1.1 Préparation du cidre en petit
On prend des pommes à cidre mûres à point, parfumées, très propres, et, autant que possible, appartenant à la deuxième maturation ou saison. (La quantité à mettre en œuvre par les maîtresses de maison qui ne voudraient faire qu’une vingtaine de bouteilles champenoises varie entre 35 à 40 kg.) On les râpe ou les broie. selon le cas, on renferme la pulpe dans une toile grossière et on l’exprime au moyen d’une petite presse de laboratoire ; on tamise le jus recueilli et on le verse, selon son volume, dans une tourie ou un baril. On émiette soigneusement le marc et le presse à nouveau, sans eau, et l’on réunit ce second jus liquide au premier. On pose, en guise de bonde, un barboteur hydraulique ou un purificateur à air sur le récipient (tourie ou baril) ; on met ce dernier dans un endroit dont la température doit se maintenir au voisinage de 15°, et on l’abandonne à la fermentation principale dite tumultueuse. Lorsque celle-ci sera calmée, ce qu’on reconnaîtra, si l’on a mis un barboteur, à ce que les bulles de gaz carbonique passeront lentement à travers le liquide, ou, si l’on n’y a pas eu recours, à l’absence de crissement du gaz quand on approchera l’oreille de l’orifice du récipient, on prendra la densité du cidre et, tant qu’elle ne sera pas descendue à 1025 à 15°, on le laissera en place. Aussitôt qu’elle y sera tombée, on le soutirera dans un autre baril ou tourie en s’arrangeant de façon à faire le plein, et on laissera une fermentation secondaire se déclarer et marcher jusqu’à ce qu’elle ait abaissé la densité entre 1020 et 1018.

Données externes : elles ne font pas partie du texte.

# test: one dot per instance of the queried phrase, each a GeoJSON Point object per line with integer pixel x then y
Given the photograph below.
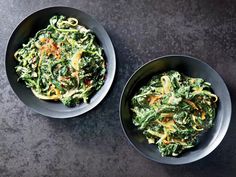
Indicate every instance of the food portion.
{"type": "Point", "coordinates": [172, 110]}
{"type": "Point", "coordinates": [62, 62]}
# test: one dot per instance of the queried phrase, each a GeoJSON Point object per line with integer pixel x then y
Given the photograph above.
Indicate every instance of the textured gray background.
{"type": "Point", "coordinates": [94, 145]}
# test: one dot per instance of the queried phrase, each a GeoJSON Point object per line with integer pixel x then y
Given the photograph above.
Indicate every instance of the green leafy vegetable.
{"type": "Point", "coordinates": [172, 110]}
{"type": "Point", "coordinates": [62, 62]}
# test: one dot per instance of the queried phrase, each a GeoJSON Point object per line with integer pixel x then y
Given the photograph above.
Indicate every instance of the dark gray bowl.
{"type": "Point", "coordinates": [26, 29]}
{"type": "Point", "coordinates": [191, 67]}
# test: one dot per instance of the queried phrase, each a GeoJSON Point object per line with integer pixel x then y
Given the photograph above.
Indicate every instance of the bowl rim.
{"type": "Point", "coordinates": [219, 138]}
{"type": "Point", "coordinates": [111, 74]}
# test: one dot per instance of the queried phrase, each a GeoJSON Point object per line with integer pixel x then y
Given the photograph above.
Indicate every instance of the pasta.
{"type": "Point", "coordinates": [62, 62]}
{"type": "Point", "coordinates": [172, 110]}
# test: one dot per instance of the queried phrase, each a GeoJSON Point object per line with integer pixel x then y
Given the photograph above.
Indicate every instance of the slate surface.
{"type": "Point", "coordinates": [94, 145]}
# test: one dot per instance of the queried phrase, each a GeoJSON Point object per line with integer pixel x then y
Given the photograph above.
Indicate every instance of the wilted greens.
{"type": "Point", "coordinates": [62, 62]}
{"type": "Point", "coordinates": [172, 110]}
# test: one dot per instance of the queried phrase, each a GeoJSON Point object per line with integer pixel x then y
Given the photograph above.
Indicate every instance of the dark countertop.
{"type": "Point", "coordinates": [94, 145]}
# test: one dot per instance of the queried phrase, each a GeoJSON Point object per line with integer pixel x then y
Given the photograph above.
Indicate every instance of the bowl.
{"type": "Point", "coordinates": [26, 29]}
{"type": "Point", "coordinates": [191, 67]}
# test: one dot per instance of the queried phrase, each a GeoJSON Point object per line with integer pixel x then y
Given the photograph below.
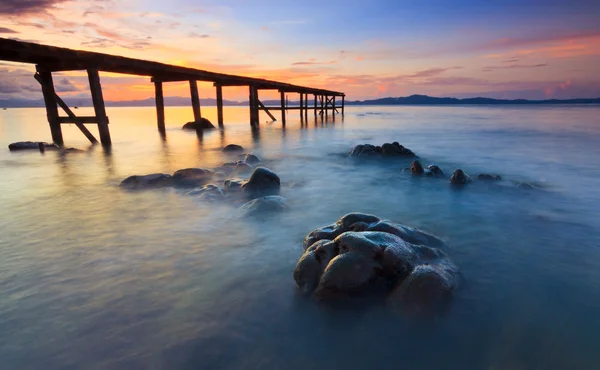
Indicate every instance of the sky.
{"type": "Point", "coordinates": [368, 49]}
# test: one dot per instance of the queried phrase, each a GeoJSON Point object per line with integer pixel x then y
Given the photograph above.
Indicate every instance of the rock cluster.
{"type": "Point", "coordinates": [361, 251]}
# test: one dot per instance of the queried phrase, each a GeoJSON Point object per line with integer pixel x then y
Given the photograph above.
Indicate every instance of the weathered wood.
{"type": "Point", "coordinates": [160, 106]}
{"type": "Point", "coordinates": [195, 100]}
{"type": "Point", "coordinates": [282, 107]}
{"type": "Point", "coordinates": [51, 107]}
{"type": "Point", "coordinates": [219, 105]}
{"type": "Point", "coordinates": [72, 118]}
{"type": "Point", "coordinates": [99, 108]}
{"type": "Point", "coordinates": [262, 106]}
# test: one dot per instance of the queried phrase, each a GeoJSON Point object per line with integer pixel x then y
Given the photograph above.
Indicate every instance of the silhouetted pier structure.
{"type": "Point", "coordinates": [50, 59]}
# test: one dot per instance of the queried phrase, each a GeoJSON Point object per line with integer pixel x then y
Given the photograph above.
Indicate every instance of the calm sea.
{"type": "Point", "coordinates": [92, 277]}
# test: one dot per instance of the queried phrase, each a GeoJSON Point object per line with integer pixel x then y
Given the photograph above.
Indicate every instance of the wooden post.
{"type": "Point", "coordinates": [51, 107]}
{"type": "Point", "coordinates": [282, 107]}
{"type": "Point", "coordinates": [195, 100]}
{"type": "Point", "coordinates": [99, 108]}
{"type": "Point", "coordinates": [220, 105]}
{"type": "Point", "coordinates": [160, 106]}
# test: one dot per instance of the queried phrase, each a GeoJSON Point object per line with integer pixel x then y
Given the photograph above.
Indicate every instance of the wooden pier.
{"type": "Point", "coordinates": [50, 59]}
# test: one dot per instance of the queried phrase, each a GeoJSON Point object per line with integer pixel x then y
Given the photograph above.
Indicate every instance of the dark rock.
{"type": "Point", "coordinates": [31, 145]}
{"type": "Point", "coordinates": [192, 177]}
{"type": "Point", "coordinates": [155, 180]}
{"type": "Point", "coordinates": [251, 159]}
{"type": "Point", "coordinates": [488, 177]}
{"type": "Point", "coordinates": [232, 148]}
{"type": "Point", "coordinates": [262, 182]}
{"type": "Point", "coordinates": [416, 168]}
{"type": "Point", "coordinates": [201, 124]}
{"type": "Point", "coordinates": [264, 205]}
{"type": "Point", "coordinates": [459, 177]}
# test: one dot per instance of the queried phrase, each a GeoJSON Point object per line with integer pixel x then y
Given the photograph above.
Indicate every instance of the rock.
{"type": "Point", "coordinates": [201, 124]}
{"type": "Point", "coordinates": [386, 150]}
{"type": "Point", "coordinates": [360, 250]}
{"type": "Point", "coordinates": [232, 148]}
{"type": "Point", "coordinates": [208, 192]}
{"type": "Point", "coordinates": [433, 170]}
{"type": "Point", "coordinates": [459, 177]}
{"type": "Point", "coordinates": [155, 180]}
{"type": "Point", "coordinates": [416, 168]}
{"type": "Point", "coordinates": [192, 177]}
{"type": "Point", "coordinates": [264, 205]}
{"type": "Point", "coordinates": [31, 145]}
{"type": "Point", "coordinates": [262, 182]}
{"type": "Point", "coordinates": [251, 159]}
{"type": "Point", "coordinates": [488, 177]}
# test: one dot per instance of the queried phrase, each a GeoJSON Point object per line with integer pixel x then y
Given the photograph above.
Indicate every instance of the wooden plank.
{"type": "Point", "coordinates": [195, 100]}
{"type": "Point", "coordinates": [160, 106]}
{"type": "Point", "coordinates": [99, 108]}
{"type": "Point", "coordinates": [219, 105]}
{"type": "Point", "coordinates": [282, 107]}
{"type": "Point", "coordinates": [51, 107]}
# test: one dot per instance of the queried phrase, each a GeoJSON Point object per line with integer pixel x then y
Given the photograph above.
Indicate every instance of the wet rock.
{"type": "Point", "coordinates": [208, 192]}
{"type": "Point", "coordinates": [232, 148]}
{"type": "Point", "coordinates": [433, 170]}
{"type": "Point", "coordinates": [155, 180]}
{"type": "Point", "coordinates": [416, 168]}
{"type": "Point", "coordinates": [459, 177]}
{"type": "Point", "coordinates": [251, 159]}
{"type": "Point", "coordinates": [201, 124]}
{"type": "Point", "coordinates": [264, 205]}
{"type": "Point", "coordinates": [359, 250]}
{"type": "Point", "coordinates": [386, 150]}
{"type": "Point", "coordinates": [262, 182]}
{"type": "Point", "coordinates": [31, 145]}
{"type": "Point", "coordinates": [192, 177]}
{"type": "Point", "coordinates": [488, 177]}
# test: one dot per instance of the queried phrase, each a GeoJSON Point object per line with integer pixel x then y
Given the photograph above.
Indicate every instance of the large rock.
{"type": "Point", "coordinates": [262, 182]}
{"type": "Point", "coordinates": [192, 177]}
{"type": "Point", "coordinates": [348, 257]}
{"type": "Point", "coordinates": [31, 145]}
{"type": "Point", "coordinates": [201, 124]}
{"type": "Point", "coordinates": [264, 205]}
{"type": "Point", "coordinates": [386, 150]}
{"type": "Point", "coordinates": [155, 180]}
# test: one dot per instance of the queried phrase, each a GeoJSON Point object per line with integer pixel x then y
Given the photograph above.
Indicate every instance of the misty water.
{"type": "Point", "coordinates": [94, 277]}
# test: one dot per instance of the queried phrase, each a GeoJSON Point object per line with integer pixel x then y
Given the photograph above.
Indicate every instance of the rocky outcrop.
{"type": "Point", "coordinates": [201, 124]}
{"type": "Point", "coordinates": [155, 180]}
{"type": "Point", "coordinates": [262, 182]}
{"type": "Point", "coordinates": [386, 150]}
{"type": "Point", "coordinates": [32, 145]}
{"type": "Point", "coordinates": [232, 148]}
{"type": "Point", "coordinates": [359, 251]}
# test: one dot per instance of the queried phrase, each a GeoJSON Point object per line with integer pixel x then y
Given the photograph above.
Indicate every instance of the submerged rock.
{"type": "Point", "coordinates": [31, 145]}
{"type": "Point", "coordinates": [264, 205]}
{"type": "Point", "coordinates": [262, 182]}
{"type": "Point", "coordinates": [231, 148]}
{"type": "Point", "coordinates": [350, 256]}
{"type": "Point", "coordinates": [386, 150]}
{"type": "Point", "coordinates": [201, 124]}
{"type": "Point", "coordinates": [155, 180]}
{"type": "Point", "coordinates": [459, 177]}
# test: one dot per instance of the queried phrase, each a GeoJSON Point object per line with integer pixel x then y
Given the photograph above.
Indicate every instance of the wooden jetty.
{"type": "Point", "coordinates": [50, 59]}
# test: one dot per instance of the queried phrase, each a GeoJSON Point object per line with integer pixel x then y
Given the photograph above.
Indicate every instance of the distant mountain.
{"type": "Point", "coordinates": [429, 100]}
{"type": "Point", "coordinates": [408, 100]}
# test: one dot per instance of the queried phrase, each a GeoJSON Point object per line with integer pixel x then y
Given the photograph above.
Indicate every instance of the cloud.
{"type": "Point", "coordinates": [20, 7]}
{"type": "Point", "coordinates": [7, 30]}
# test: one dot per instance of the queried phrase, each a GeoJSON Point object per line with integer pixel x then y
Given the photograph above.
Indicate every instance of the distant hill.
{"type": "Point", "coordinates": [429, 100]}
{"type": "Point", "coordinates": [408, 100]}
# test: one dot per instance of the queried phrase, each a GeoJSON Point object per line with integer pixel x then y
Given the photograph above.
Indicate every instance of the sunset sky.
{"type": "Point", "coordinates": [509, 49]}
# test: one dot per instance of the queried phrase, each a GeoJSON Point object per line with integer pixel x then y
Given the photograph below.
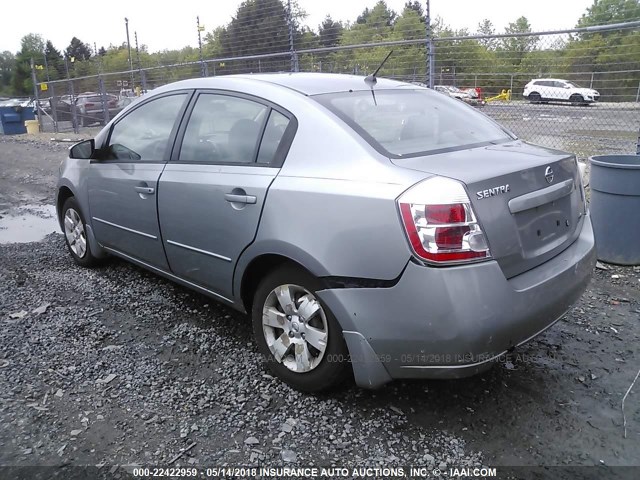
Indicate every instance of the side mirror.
{"type": "Point", "coordinates": [83, 150]}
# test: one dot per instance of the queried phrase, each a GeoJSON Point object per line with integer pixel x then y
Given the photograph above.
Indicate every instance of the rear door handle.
{"type": "Point", "coordinates": [233, 198]}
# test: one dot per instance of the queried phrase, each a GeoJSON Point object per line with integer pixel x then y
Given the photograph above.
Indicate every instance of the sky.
{"type": "Point", "coordinates": [162, 27]}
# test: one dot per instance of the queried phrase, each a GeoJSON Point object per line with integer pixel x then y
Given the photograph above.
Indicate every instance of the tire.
{"type": "Point", "coordinates": [576, 99]}
{"type": "Point", "coordinates": [285, 340]}
{"type": "Point", "coordinates": [75, 234]}
{"type": "Point", "coordinates": [535, 97]}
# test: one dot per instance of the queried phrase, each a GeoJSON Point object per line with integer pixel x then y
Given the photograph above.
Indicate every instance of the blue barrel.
{"type": "Point", "coordinates": [615, 207]}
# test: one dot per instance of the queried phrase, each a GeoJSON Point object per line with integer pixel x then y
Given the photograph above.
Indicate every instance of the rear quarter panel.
{"type": "Point", "coordinates": [332, 206]}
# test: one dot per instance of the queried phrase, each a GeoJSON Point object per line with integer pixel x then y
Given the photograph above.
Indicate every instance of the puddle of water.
{"type": "Point", "coordinates": [28, 223]}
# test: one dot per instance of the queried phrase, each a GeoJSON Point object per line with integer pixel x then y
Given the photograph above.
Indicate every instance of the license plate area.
{"type": "Point", "coordinates": [543, 228]}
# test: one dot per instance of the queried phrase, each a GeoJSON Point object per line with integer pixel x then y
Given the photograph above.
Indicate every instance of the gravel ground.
{"type": "Point", "coordinates": [118, 366]}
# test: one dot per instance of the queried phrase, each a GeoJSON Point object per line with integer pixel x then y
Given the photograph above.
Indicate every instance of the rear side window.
{"type": "Point", "coordinates": [273, 134]}
{"type": "Point", "coordinates": [143, 135]}
{"type": "Point", "coordinates": [413, 122]}
{"type": "Point", "coordinates": [223, 129]}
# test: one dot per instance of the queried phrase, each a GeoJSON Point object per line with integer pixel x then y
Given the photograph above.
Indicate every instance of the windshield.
{"type": "Point", "coordinates": [413, 122]}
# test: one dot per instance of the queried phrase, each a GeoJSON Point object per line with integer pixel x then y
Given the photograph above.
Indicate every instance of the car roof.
{"type": "Point", "coordinates": [305, 83]}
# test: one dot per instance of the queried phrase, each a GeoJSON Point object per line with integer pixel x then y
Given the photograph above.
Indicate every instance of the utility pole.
{"type": "Point", "coordinates": [126, 23]}
{"type": "Point", "coordinates": [72, 94]}
{"type": "Point", "coordinates": [53, 99]}
{"type": "Point", "coordinates": [203, 72]}
{"type": "Point", "coordinates": [35, 91]}
{"type": "Point", "coordinates": [135, 36]}
{"type": "Point", "coordinates": [294, 56]}
{"type": "Point", "coordinates": [430, 49]}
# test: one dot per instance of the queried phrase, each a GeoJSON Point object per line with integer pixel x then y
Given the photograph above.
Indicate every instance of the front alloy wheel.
{"type": "Point", "coordinates": [75, 234]}
{"type": "Point", "coordinates": [295, 327]}
{"type": "Point", "coordinates": [298, 335]}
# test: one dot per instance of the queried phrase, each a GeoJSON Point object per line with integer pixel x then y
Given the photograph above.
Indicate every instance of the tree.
{"type": "Point", "coordinates": [78, 50]}
{"type": "Point", "coordinates": [330, 32]}
{"type": "Point", "coordinates": [259, 27]}
{"type": "Point", "coordinates": [31, 47]}
{"type": "Point", "coordinates": [485, 27]}
{"type": "Point", "coordinates": [610, 11]}
{"type": "Point", "coordinates": [516, 47]}
{"type": "Point", "coordinates": [416, 6]}
{"type": "Point", "coordinates": [7, 66]}
{"type": "Point", "coordinates": [55, 61]}
{"type": "Point", "coordinates": [380, 11]}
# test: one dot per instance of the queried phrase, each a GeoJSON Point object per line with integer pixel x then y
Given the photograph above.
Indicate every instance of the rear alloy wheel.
{"type": "Point", "coordinates": [535, 97]}
{"type": "Point", "coordinates": [75, 234]}
{"type": "Point", "coordinates": [576, 99]}
{"type": "Point", "coordinates": [299, 337]}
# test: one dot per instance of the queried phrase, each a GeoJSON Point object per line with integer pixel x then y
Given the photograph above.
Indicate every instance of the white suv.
{"type": "Point", "coordinates": [554, 89]}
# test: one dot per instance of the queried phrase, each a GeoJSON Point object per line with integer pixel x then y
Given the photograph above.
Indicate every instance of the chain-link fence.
{"type": "Point", "coordinates": [576, 90]}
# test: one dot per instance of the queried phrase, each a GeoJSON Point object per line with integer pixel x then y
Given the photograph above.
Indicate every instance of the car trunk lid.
{"type": "Point", "coordinates": [528, 199]}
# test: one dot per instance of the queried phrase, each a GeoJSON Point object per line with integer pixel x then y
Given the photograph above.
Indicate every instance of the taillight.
{"type": "Point", "coordinates": [440, 222]}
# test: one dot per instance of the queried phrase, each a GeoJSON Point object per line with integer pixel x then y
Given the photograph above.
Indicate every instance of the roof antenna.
{"type": "Point", "coordinates": [371, 80]}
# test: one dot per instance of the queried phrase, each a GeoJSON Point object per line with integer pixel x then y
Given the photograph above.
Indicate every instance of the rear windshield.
{"type": "Point", "coordinates": [404, 123]}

Je dois, ici, fournir quelques explications. La fabrication des cidres mousseux, dont il existe plusieurs catégories, compte trois conditions principalement critiques et difficiles à réaliser : la limpidité et la densité du cidre destiné à devenir mousseux et le volume de mousse qu’il doit posséder après sa fermentation en bouteille. Les deux premières, souvent liées l’une à l’autre, ont la plus grande influence sur les propriétés chimiques, physiques et organoleptiques de ce cidre, et par contre-coup rationnel, sur sa vente et sa consommation.
Un bon cidre mousseux doit être limpide, parfumé, légèrement sucré, assez alcoolique et dégager une mousse assez abondante. Or, quand on ne prend pas la densité du cidre, on risque, ce qui arrive très souvent, de le mettre trop tôt en bouteilles, et il en résulte deux sérieux inconvénients : il se forme un dépôt dans le fond du flacon et un excès de gaz carbonique dans le sein du liquide, de sorte que, lorsque les bouteilles n’éclatent pas, quand on vient à les déboucher, le cidre jaillit de tons côtés et le flot de mousse s’échappant immédiatement du verre n’y laisse guère qu’un peu de cidre boueux. Mais il arrive aussi que l’absence de prise de la densité conduit à mettre le cidre trop tard en bouteilles, et alors il manque de corps, ne mousse plus suffisamment et ne pétille qu’à peine. Il importe donc, avant d’embouteiller le cidre, de s’assurer de sa limpidité et de sa densité.
Il existe une certaine relation entre les degrés de la densité et ceux du volume de la mousse à produire, et voici les indications qui résultent de mes expériences.
1.2 Relation entre les degrés de la densité et la quantité de mousse produite
On trouve chez les constructeurs d’appareils de précision des densimètres ordinaires et des mustimètres spéciaux, parmi lesquels mon Pomivalorimètre, qui permettent, en appliquant les densités ci-dessous d’obtenir les quatre catégories de cidres plus ou moins mousseux et de régulariser ainsi leur préparation.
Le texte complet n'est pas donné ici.